This is wrong, but I have a feeling it's pointless to have this discussion, so thanks for saving me the time looking those threads up for you. =D
LOL wtf is this. If you have a retort, post it. You're not doing me any favors pal. Especially not by dangling supposed info in my face.
If you think they have to go through a "testing regime" for the ALUs by "feeding MADDs" to it once they have an entire GPU on their hands to see if it can "do these three flops within the clock at an acceptable rate" then I really have nothing more to say to you.
So can you point out any particular deficiencies regarding threads in Windows that lead to the massive overheads you describe and which are not easily circumvented at the application level in a game setting? Or does your knowledge only extend to throwing around buzzwords?
I oversimplified by saying card and thats my bad but if you to, we get into it. During the design phase of a shader core, the alus are extensively tested for their throughput and relative consistency. No ALU is the same, nor are they measured the same but a MADD operation is by far the most common arithmetic chosen .

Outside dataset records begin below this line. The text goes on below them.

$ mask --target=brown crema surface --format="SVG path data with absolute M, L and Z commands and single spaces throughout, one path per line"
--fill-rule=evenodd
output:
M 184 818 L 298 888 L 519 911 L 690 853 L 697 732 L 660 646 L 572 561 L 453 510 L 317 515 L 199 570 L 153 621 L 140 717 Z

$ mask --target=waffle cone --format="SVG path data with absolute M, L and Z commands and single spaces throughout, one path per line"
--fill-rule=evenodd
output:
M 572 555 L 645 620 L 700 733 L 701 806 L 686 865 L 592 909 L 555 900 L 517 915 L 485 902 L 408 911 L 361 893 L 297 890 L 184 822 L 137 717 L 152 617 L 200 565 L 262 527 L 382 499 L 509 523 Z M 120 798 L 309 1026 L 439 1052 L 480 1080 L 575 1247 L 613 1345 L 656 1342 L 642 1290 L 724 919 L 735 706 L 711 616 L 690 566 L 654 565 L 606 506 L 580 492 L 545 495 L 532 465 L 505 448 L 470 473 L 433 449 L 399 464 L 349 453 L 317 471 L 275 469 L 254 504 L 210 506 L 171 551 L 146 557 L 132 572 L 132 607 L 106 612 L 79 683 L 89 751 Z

As far as good ole windows goes, my knowledge doesn't go past my studies which were all centered around Vista. How much of this is still true two OS' later is beyond me but AFIK Windows is using RR for scheduling. To put it basically it gives a timestamp to a process based on a certain weight, and will interrupt that process if a) the time runs out or b) something with priority takes precedence. I don't know what you're thinking, but
yes, most kernel functions(invisible to the likes of task manager or whatever) take priority over anything extra you may have running and
no its not "easily circumvented at the application level" especially
not in a "game setting". Its a fundamental "flaw" I guess to performance but its required for an commercial OS for obvious reasons. Depending on your hardware you might not even notice but still. Its one of many trade-offs you have to make in a "PC" vs a specific slap together of chips.
The best performance efficient algorithm in my eyes, is "first come, first served". The most common in parallel performance oriented devices, like super computers . I can't say if any previous generation consoles use it but due to Tim Lottes post about PS4 requesting a real-time OS, imma guess its not used.
This is just a little bit of my gripes but maybe you can glimpse the point. I hope.
Did you seriously just try to tell Durante he doesn't know what he's talking about....
Fucking lol.
I wonder how many of the console gamers in this thread actually know what SVOGI stands for.
Yeah I did. Again, the name Durante doesnt mean a damned thing to me. Its not particualy insulting but please drop the shtick like im arguing with some Carmack type techgod.
Him going on about how "he could code some, probably singled threaded, Cuda program and get close to theo max performance" didn't inspire too much confidence.